BY SCOTT DILLON
News Corp CEO Robert Thomson says Foxtel is working with the NRL as the pay TV station seeks “lower fees for a COVID-19 shortened season and sustainable future costs.”
In an article published by Financial Review (owned by Nine Entertainment), Thomson argued there was a “new reset reality”.
“There obviously needs to be a fundamental reset. The idea that things will suddenly return to normal this season is absurd. It’s not just the quantity of gains, but the quality of the experience and that has obviously been diminished,” he said.
“That reset has to apply longer term to rights in Australia, in essence there is a new reset reality.”
But what does that even mean?
Would things be so dire for Foxtel and Nine if they weren’t struggling so much themselves before this point?
Foxtel is currently in a hole of around $2 billion with News Corp recently injecting $900 million to keep it bubbling.
Just a few years ago Nine was on its knees and saved from death when it sold its assets in a fire sale in 2012.

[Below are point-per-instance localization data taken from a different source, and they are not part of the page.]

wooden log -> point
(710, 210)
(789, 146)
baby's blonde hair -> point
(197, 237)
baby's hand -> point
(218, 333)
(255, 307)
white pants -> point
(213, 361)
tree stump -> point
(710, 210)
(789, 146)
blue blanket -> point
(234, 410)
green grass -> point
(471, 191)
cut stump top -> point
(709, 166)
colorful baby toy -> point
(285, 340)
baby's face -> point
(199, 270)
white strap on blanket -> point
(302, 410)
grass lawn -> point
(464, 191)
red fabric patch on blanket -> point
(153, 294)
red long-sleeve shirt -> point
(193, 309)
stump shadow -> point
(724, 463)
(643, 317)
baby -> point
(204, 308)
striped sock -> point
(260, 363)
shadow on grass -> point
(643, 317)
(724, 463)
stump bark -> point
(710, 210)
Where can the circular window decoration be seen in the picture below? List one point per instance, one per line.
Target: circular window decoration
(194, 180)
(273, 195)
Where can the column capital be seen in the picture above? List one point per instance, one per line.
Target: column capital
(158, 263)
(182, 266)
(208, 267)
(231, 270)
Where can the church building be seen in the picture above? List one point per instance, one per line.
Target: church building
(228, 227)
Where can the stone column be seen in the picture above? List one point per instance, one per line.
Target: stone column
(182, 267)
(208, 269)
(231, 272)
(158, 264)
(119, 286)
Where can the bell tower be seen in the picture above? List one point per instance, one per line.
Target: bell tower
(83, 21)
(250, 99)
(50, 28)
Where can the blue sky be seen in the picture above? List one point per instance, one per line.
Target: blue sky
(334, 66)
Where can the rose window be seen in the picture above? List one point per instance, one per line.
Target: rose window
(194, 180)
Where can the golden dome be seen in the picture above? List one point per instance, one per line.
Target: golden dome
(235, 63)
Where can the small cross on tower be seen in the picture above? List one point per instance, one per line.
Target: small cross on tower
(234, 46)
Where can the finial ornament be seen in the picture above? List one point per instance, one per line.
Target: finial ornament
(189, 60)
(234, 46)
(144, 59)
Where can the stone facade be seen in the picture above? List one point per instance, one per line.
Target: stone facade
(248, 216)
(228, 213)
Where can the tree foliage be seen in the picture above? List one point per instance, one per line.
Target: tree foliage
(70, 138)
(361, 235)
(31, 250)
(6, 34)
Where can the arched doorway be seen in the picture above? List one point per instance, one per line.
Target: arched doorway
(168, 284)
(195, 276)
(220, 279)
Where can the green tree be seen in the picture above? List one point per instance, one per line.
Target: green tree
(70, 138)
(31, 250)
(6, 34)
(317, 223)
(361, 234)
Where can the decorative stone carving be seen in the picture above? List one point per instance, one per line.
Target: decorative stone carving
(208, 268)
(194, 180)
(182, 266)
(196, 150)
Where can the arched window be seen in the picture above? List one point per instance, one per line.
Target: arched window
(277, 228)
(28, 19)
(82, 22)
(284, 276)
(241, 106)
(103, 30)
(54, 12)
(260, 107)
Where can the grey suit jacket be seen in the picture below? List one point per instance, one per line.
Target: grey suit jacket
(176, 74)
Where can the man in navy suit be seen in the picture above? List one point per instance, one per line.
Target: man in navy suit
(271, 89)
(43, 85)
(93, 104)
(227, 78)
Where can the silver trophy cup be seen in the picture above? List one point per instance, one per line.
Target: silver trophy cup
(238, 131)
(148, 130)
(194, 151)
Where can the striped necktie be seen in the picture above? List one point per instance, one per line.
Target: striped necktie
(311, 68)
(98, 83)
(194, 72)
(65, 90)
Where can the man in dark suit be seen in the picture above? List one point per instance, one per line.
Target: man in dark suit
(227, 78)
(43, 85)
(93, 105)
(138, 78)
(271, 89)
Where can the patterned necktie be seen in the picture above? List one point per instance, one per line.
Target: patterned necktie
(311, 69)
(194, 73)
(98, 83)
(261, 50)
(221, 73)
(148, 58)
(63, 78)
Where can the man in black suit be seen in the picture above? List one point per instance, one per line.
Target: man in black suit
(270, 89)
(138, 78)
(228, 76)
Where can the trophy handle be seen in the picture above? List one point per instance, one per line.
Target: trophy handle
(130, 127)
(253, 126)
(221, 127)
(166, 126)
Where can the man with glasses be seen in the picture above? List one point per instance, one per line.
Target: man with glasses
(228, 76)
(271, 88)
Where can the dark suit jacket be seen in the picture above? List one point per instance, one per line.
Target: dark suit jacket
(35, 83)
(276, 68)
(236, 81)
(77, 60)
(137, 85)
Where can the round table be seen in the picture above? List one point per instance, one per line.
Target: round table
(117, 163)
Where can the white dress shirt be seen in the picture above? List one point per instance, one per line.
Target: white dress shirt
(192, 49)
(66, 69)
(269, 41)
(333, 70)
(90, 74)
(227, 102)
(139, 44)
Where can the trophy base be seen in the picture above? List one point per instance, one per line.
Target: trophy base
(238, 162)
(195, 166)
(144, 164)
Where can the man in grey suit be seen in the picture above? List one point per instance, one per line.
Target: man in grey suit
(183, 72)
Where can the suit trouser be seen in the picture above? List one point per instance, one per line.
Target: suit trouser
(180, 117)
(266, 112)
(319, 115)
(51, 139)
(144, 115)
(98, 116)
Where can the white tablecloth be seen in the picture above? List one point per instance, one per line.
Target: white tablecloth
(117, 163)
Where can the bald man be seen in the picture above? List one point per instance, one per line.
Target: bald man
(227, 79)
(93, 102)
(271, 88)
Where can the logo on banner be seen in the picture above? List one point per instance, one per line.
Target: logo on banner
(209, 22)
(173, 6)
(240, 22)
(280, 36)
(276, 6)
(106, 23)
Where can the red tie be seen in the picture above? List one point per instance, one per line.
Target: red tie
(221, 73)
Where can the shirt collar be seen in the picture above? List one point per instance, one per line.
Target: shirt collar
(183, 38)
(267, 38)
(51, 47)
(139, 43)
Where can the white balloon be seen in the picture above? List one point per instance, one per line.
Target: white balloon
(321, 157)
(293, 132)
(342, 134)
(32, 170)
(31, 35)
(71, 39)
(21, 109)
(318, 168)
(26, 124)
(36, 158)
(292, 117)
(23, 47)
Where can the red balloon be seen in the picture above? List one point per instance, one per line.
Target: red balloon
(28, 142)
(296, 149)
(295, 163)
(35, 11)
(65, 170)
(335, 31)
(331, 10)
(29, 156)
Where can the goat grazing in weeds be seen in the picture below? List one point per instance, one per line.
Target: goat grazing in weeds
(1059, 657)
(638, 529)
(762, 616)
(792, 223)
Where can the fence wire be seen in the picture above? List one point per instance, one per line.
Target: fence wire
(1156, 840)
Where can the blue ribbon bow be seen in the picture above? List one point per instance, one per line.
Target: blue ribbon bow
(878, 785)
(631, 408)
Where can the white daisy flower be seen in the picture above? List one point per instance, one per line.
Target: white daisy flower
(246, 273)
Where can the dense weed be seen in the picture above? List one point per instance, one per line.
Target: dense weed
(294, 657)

All this despite the network hitting the campaign trail in recent months yelling at anyone that would listen that it was fed up with the NRL’s “mismanagement” of its own money.
Foxtel is ‘sweating’ on NRL’s return as pay TV service drowns in $2 billion debt
Kettle black.
Nine jumped the gun in April by cutting costs of almost $300 million under the assumption that COVID-19 continued to cause chaos throughout the remainder of 2020. Nine would have saved $130 million if the suspended NRL season didn’t come back.